第20話 地下探索参加へ

 地下探索の情報公開から三日経った。会議室で行われるドローンで発見した生物の詳細の発表会に田中は参加する。上層のダンジョンよりも危険度が低いものばかりだったなというのが彼の感想である。蝙蝠みたいなものは蜘蛛など虫を食べる生態だったためだ。


「更に下の情報も公開します。下っていくと広い空間が見えるようになります」


 前回の情報公開と同じく、進行役は永江が行っている。マイクを使っていないにも関わらず、はきはきとした声が会議室に響く。彼の操作により、ドローンが撮影したものが映し出される。奥に水面、細い草、手前に黒くてゴツゴツしたものが見える。岩の洞窟のようなものかと田中は感じた。


「あれってスライムだよな」


 鋭い誰かが生息物の存在に気付いた。聞こえていたのか、永江は拡大機能を使う。RPGでよく見かける、ぷるぷるとしたゼリーのような生き物。無色透明であることは誰にでも分かる。


「見た目はそれに近いでしょう。しかしどういったものかは不明です。採取をしてもらいましょうか。研究部門も気になっていることでしょうし」


 永江は微笑みながら否定しなかった。そして研究部門の心を読むような発言をした。永江の纏う空気が真面目なものに変わる。それを感じた探索者達は息を呑む。


「これで判明している分の公開は終了です。今から地下探索に参加する探索者を発表します。五人編成で行います。呼ばれた者は前に出るように。新井蓮。王天佑。千葉尊。菊池ヒカル」


 ダンジョン探索の最前線によくいるメンバーだなと思いながら、田中は聞き耳を立てる。


「田中琥太郎」


 最後の人物の名を聞いた途端、ガタっと勢いよく立つ。驚いたのは田中だけではない。会議室にいる皆の視線が田中に集まっていく。

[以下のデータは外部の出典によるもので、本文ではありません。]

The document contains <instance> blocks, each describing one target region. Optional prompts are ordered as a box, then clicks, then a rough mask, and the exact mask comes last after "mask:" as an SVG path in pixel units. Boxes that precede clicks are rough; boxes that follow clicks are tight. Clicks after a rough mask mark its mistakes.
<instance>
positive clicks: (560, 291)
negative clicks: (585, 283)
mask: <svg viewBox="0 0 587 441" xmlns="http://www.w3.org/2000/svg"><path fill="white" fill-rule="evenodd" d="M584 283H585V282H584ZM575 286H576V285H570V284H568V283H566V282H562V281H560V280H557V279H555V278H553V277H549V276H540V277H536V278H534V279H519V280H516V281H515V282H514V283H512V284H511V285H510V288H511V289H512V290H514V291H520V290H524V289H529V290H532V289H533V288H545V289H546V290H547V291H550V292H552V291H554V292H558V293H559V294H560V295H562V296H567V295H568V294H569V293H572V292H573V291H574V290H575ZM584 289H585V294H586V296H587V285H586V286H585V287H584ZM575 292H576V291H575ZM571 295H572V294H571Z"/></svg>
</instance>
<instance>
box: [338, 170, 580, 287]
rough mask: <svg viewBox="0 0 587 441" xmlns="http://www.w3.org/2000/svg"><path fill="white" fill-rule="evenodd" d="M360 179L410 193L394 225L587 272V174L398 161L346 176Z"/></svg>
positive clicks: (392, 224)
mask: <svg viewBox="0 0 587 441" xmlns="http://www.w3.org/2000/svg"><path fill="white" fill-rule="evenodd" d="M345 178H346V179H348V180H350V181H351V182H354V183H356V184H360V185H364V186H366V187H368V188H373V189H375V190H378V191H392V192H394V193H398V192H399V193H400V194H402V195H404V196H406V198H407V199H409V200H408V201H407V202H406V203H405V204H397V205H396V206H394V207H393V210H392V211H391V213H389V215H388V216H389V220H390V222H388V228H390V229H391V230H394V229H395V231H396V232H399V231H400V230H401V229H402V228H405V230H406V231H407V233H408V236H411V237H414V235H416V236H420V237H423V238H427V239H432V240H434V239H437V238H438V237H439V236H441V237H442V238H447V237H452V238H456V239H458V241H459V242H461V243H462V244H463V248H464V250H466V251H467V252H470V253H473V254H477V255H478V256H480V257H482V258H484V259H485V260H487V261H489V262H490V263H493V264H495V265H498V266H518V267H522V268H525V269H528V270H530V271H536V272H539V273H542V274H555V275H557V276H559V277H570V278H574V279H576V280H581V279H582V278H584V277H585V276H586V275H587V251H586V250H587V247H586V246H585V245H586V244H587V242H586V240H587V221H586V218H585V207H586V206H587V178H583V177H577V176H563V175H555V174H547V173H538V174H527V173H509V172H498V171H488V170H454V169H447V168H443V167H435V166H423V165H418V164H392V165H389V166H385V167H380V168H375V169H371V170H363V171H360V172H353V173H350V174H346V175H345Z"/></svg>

「何故という疑問を浮かぶでしょうから。理由をいくつか述べさせていただくよ」


 永江は丁寧なものからフラットな口調へと切り替える。全てが想定済みだと言わんばかりの冷静な顔だ。


「君をより広いところへ行かせるためだ。けど君は探索者として一年半のブランクを持つ。だからこそ小さい仕事を食堂の運営の合間にしたんだ」


 田中は料理人だが探索者でもある。時代が異なれば、英雄に慣れる狙撃の腕を持つ。それを知っている上層部は定期的に鍛える計画を立てていた。そして当初よりも鈍っていないと分かり、探索の最前線に立つ機会の検討も考え始めていた。田中はああそうかと気付く。調理師免許を獲得し、一年以上の料理の修行を経て、奥多摩のダンジョンに戻って来た時、書類に探索者としての活動もすることを承諾していたな……と。完全に自業自得じゃねえかと思う反面、さり気なく小さな字で書いているのも悪いと思ってしまう田中である。


「はあぁ」


 それでも労働契約を交わした時点で細かい所まで確認してこなかった自分が悪い。探索者の上層部の意図を読めなかったところで詰んでいた。田中は心の中で呟いた。ならばせめてもの報いを。どれだけ小さくても言う権利ぐらいはあるだろうと。永江に笑われても構わないという思いで田中は伝える。


「……永江さん。汚い。サイテーです」


 音が無かったからか、小さい田中の声でも会議室にいる人なら聞き取れる。力強さはない。ボソリと言った程度である。しかしそれが永江に効く可能性は普通に低い。


「ははっ。やれることならなんだってやるさ。法と倫理に背かない限りは」


 永江は女性が惚れるようないい笑顔で反応した。彼の反応を見た何人かは危うく吹き出す。田中が色んな点で勝ち目ないなと実感した瞬間でもあった。永江は口調を変えて、選ばれた人達に伝え、閉会の言葉を告げる。


「地下層の探索は土曜日に実施します。事前の打ち合わせは明日、金曜の午前十一時、場所はここでお願いします。それでは閉会としますので、各自解散!」


 探索者の資格を持つ者達は立ち、各自の持ち場に戻り始める。普段なら新井達が田中に絡んでくるが、珍しく立ち寄ることすらもなかった。


「んー……」


 久しぶりの探索の最前線。田中にとって誤算のものだった。だからこそ気付いたことがある。気になった永江の言葉を出す。


「広いところへ行かせる……か」


 何を意味しているのだろうか。上の考えは分からない。田中は思考を止め、会議室から出て行った。